Mesmo que as culturas tendem a considerar os seus valores máximos como os mais abrangentes, apenas a cultura ocidental tende a formulá-los como universais. O reflexo de mecanismos invisíveis de homegeneização cultural fica evidente quando ouvimos dos alunos ribeirinhos da EJA o seguinte relato, quando perguntamos o que eles acham da comunidade Patrimônio do Bis: “Ah, é muito bom... Lá é muito tranquilo. O que falta pra ficar melhor é

serviço. Acaba sobrando pra gente (jovens) é serviço de roça. Aí a gente tem que vir trabalhar na rua. Mesmo que é pertinho, né”.

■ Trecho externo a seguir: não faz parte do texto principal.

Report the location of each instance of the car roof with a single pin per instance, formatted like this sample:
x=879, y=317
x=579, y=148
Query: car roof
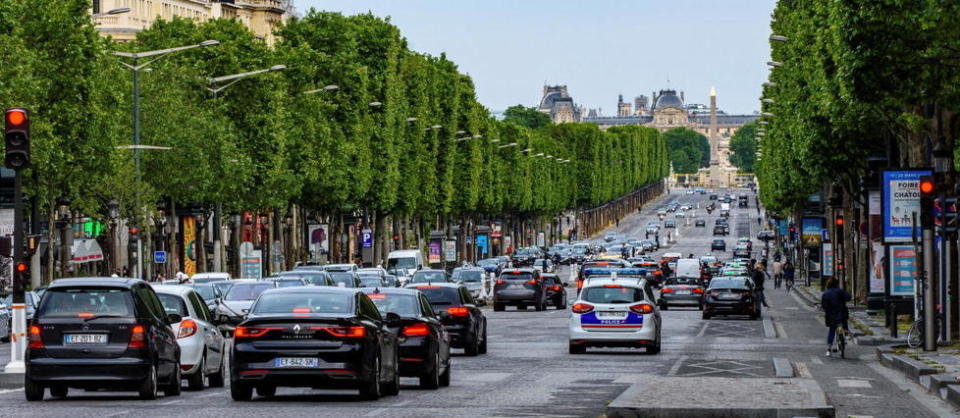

E somando a essa problemática temos as políticas públicas brasileiras educacionais que são pautadas, na maioria das vezes, em bases metodológicas universalistas, que frequentemente não consideram as especificidades do território e do público a ser atendido nos diversos âmbitos escolares. Esse aspecto gera o insucesso de grande parte das políticas implementadas nas diferentes comunidades escolares, dentre elas, as comunidades remanescentes de ribeirinhos. Como vemos nas narrativas produzidas durante o grupo focal:

As aulas deviam ser todas assim. Não dá sono. A gente trabalha o dia todo, aí vem pra cá e ficar só sentado, é complicado. Se não tiver força de vontade, num vai não (Eliana - aluna da EJA).

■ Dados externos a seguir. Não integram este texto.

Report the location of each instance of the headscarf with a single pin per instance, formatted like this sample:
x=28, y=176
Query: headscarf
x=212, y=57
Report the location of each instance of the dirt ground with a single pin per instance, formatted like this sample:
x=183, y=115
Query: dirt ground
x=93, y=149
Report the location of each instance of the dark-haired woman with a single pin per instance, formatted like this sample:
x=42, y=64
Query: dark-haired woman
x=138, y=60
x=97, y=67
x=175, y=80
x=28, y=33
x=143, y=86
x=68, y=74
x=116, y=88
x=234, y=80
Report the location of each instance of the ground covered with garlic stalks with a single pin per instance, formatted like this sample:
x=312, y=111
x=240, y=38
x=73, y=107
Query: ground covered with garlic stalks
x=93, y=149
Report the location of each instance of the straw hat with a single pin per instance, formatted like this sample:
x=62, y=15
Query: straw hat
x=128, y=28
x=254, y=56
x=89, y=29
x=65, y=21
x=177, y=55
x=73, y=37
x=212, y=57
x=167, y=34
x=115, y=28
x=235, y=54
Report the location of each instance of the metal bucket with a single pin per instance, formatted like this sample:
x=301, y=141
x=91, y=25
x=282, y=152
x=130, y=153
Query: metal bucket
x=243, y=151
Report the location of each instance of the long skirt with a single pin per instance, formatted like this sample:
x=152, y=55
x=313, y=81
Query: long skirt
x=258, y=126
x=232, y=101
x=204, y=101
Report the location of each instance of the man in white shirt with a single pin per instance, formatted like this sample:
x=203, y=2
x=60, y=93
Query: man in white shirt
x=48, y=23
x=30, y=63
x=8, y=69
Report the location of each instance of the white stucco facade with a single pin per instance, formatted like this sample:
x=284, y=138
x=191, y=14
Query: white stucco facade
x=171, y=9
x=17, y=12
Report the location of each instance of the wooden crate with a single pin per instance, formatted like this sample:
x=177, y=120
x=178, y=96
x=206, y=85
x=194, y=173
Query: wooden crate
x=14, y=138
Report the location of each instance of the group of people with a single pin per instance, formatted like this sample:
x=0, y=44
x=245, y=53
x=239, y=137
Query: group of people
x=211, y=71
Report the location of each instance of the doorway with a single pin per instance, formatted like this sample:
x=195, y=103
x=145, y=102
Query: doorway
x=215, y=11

Acho que a escola tinha que fazer mais palestras, sabe. Pra conscientizar todos os alunos sobre a questão da água (Sueli: aluna da EJA)

Eu acho que tinha que tirar, pelo menos uns 10 minutos das aulas de dois professor pra discutir essas questões aí (Rogério-morador do Bis e aluno da comunidade)

A interação durante os encontros, tanto na comunidade, quanto no cotidiano escolar, permitiu- me presenciar, sentir e vivenciar, junto com os professores, principalmente a de inglês e alunos, moradores, diretor, pedagogo, merendeira, uma trama existencial que facilitou provocou uma intensa transformação cognitiva, potencializadora de novos saberes e fazeres. Tanto que posso dizer que todos os envolvidos saíram afetados dos encontros realizados. Assim, acreditamos que ainda há enraizada uma espécie de prática educativa, que ainda se nutre no paradigma mecanicista e antropocêntrico e possibilita uma disjunção do saber, tornando-o fragmentário, excludente e reduzido diante de uma imensa rede de relações complexas presentes em nosso cotidiano, como observamos na narrativa, já aqui citada, do professor de Geografia em transmitir conhecimentos que dizem respeito, apenas à sua disciplina, desconsiderando debates que surgem no decorrer da aula.

Portanto, cremos na conexão de homem/natureza/cultura. Para assim podermos expressar e compartilhar vivências, o cuidado de si, tecendo novos saberes e fazeres que potencializam a Educação Ambiental nos mais diversos espaços de convivência, em um movimento dentro- fora da escola, contextualizando o saber não só global mas também local, respeitando o conhecimento tanto popular, quanto científico, buscando sempre tecer a complexidade desse saber em todos os espaços de convivência. Mesmo diante de uma crise paradigmática, lidar com a globalização e com a incerteza é o que nos move para a ação em busca de uma esperança utópica e transformadora de tantos saberes e fazeres.